Impregnation of decamolybdocobaltate heteropolyanions over γ-alumina: detailed description of the physico-chemical phenomena.

In this work, the physicochemical phenomena occurring during equilibrium impregnation of Anderson-like decamolybdocobaltate H(4)Co(2)Mo(10)O(38)(6-) heteropolyanion aqueous solutions over γ-Al(2)O(3) were described in detail comprising chemical analysis, pH measurements, Raman, and UV-vis spectra. For a surface density lower than 2.5 Mo atoms nm(-2), the buffering effect of the support leads to decomposition of H(4)Co(2)Mo(10)O(38)(6-) into monomolybdates MoO(4)(2-) and Co(2+) cobalt cations that are then adsorbed by electrostatic and covalent interactions with γ-alumina. Between 2.5 and 3.8 Mo atoms nm(-2), MoO(4)(2-) monomers condense into heptamolybdates Mo(7)O(24)(6-) that are then adsorbed by electrostatic interactions and H(4)Co(2)Mo(10)O(38)(6-) becomes stable because of the lowering of the pH. Above 3.8 Mo atoms nm(-2), the quantities of adsorbed MoO(4)(2-) and Mo(7)O(24)(6-) become much smaller than that of electrostatically adsorbed H(4)Co(2)Mo(10)O(38)(6-).
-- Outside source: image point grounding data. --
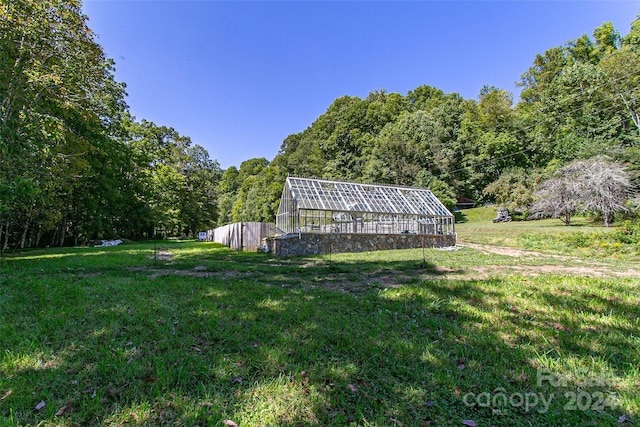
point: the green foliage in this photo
(74, 165)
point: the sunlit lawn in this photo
(108, 336)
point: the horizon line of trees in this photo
(578, 101)
(76, 166)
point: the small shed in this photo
(373, 211)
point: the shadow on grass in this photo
(275, 341)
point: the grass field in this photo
(200, 335)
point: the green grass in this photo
(584, 238)
(204, 335)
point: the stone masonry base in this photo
(320, 244)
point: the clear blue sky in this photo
(239, 77)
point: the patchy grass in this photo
(584, 238)
(111, 336)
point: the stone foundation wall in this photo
(321, 244)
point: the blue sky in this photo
(239, 77)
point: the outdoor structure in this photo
(319, 216)
(241, 236)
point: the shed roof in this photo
(356, 197)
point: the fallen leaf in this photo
(65, 409)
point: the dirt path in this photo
(595, 269)
(503, 250)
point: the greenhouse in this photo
(335, 207)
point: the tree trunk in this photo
(23, 238)
(63, 229)
(5, 245)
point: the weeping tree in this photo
(594, 185)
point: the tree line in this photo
(578, 101)
(76, 166)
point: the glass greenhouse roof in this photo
(314, 194)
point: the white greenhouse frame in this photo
(321, 206)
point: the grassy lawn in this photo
(205, 336)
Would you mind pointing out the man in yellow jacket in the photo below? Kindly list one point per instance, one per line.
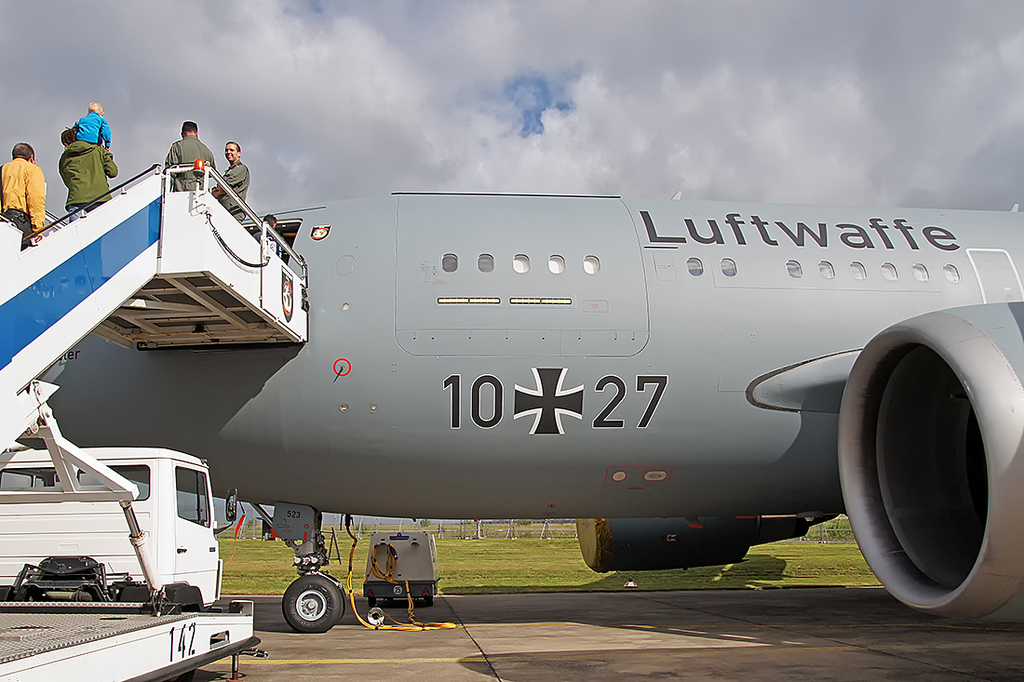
(24, 189)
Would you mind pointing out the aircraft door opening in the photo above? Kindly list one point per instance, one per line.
(997, 275)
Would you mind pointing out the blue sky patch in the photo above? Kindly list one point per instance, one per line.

Adsorption of preserved H(4)Co(2)Mo(10)O(38)(6-) could be consecutive to the decomposition of the first molecules leading to prior adsorption of MoO(4)(2-) and Co(2+), and decrease in the buffering effect of γ-Al(2)O(3) and in the pH value. For dry impregnation, the same physicochemical phenomena occur considering a given Mo surface density. The methodology used in this work to rationalize the preparation of hydrotreatment catalysts from H(4)Co(2)Mo(10)O(38)(6-) heteropolyanions can be transposed to any supported catalyst.